We all ran some version of the same kit up top...except for Scott, who had to abandon as a result. Baselayer; arm warmers, Garneau Team Shield (G-Road Edition with extra pockets); rain cape. Scott went without an impervious layer (and light gloves) and was soaked; at the coldest, wettest stop, he was shivering to an extent that we put him in a car to warm up.
We have two recommendations here, on either side of the "fancy" spectrum.
Garneau's Neoshell is hands-down the best wet-weather shell that I've ever used. It's stretchy throughout. It truly is waterproof, and actually breathes. It's got passthrough zips that can keep you cool on the uphills. It's got tons of reflection. And best of all, it's got a super-tall collar that allows a very 1700s Beau Brummell vibe, if you're going for that. It's also fairly expensive at $200 (on sale!).
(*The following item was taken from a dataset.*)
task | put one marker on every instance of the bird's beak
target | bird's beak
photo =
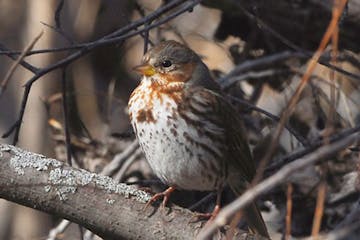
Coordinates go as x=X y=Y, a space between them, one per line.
x=145 y=69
Garneau's Clean Imper jacket is 10% of the cost of the Neoshell, and kept Austin in the game all day. Fancy stuff isn't necessary.
You need something to keep you dry-ish and keep heat in, especially if you stop at all. Don't be caught out!
If you've followed our stuff for a while, you will know that I am no climber. I had more than a bit of panic in the week before the race, worried that I'd be over-geared with 52/36 chainrings and an 11-28 cassette. I wanted to get as close to a 1:1 ratio for my easiest gear, and I was stressed that muddy conditions would generally be slower and need lower gearing all around – so I very nearly went 40/26 up front...but I ordered the wrong part, and it didn't fit. Blerg. In the end I popped a Wifli rear derailleur on, and fit a 11-32 from cross season – and I was fine with a 36t inner ring up front and a 32t low gear out back. A 34t would have been optimal, but not possible with my setup.
The 52 front probably wasn't necessary, but it was super nice for really letting it hang out on the downhills. Fast as hell. Recommend. Maybe next year: XTR di2 out back, with an 11-42, and 52-42 up front? Wild.
I was pretty stressed here, too, because I thought I had the wrong stuff. Muddy, sandy conditions eat brake pads quickly, and while the cable-actuated Paul Klampers have an adjustable pad distance, I thought I'd miss the auto-adjustment thing that hydro setups do so well. They're also single-sided, so I thought I'd run out of pad real quick. On top of that: I had 140mm rotors front and rear.
You know what? There's not a whole lot of braking necessary in Rasputitsa, so...it was fine. After the very brakey, achy neutral start, I probably braked about five times, and ended the day with a ton of pad left.
I used a water-resistant RoadRunner Burrito Supreme to carry all of my extra stuff. In it went a complete cookie, a bunch of Kind bars, a spare eTap battery, camera, extra pair of socks, tube, chain tool, and a ton of gels. The thinking was that it would be easier to pack a ton of food in there, and relatively easy to get it in and out while riding – and that it would keep the camera and spare socks dry. What I learned was that careful packing is necessary; put the stuff you want to grab quickly near the zipper opening, and pack those items last so they're close to the surface. I had to fish through crunchy bars and socks to get to the gels. It wasn't fun. I ended up throwing all the gels in my bib cargo pockets partway through. Also: I emptied about 2 inches of standing water from the bottom of the bag at the end of the race. And my camera is toast.
So. Those are our notes on prep for a very rainy, very cold Rasputitsa. What worked (and didn't) for you? Let us know in the comments.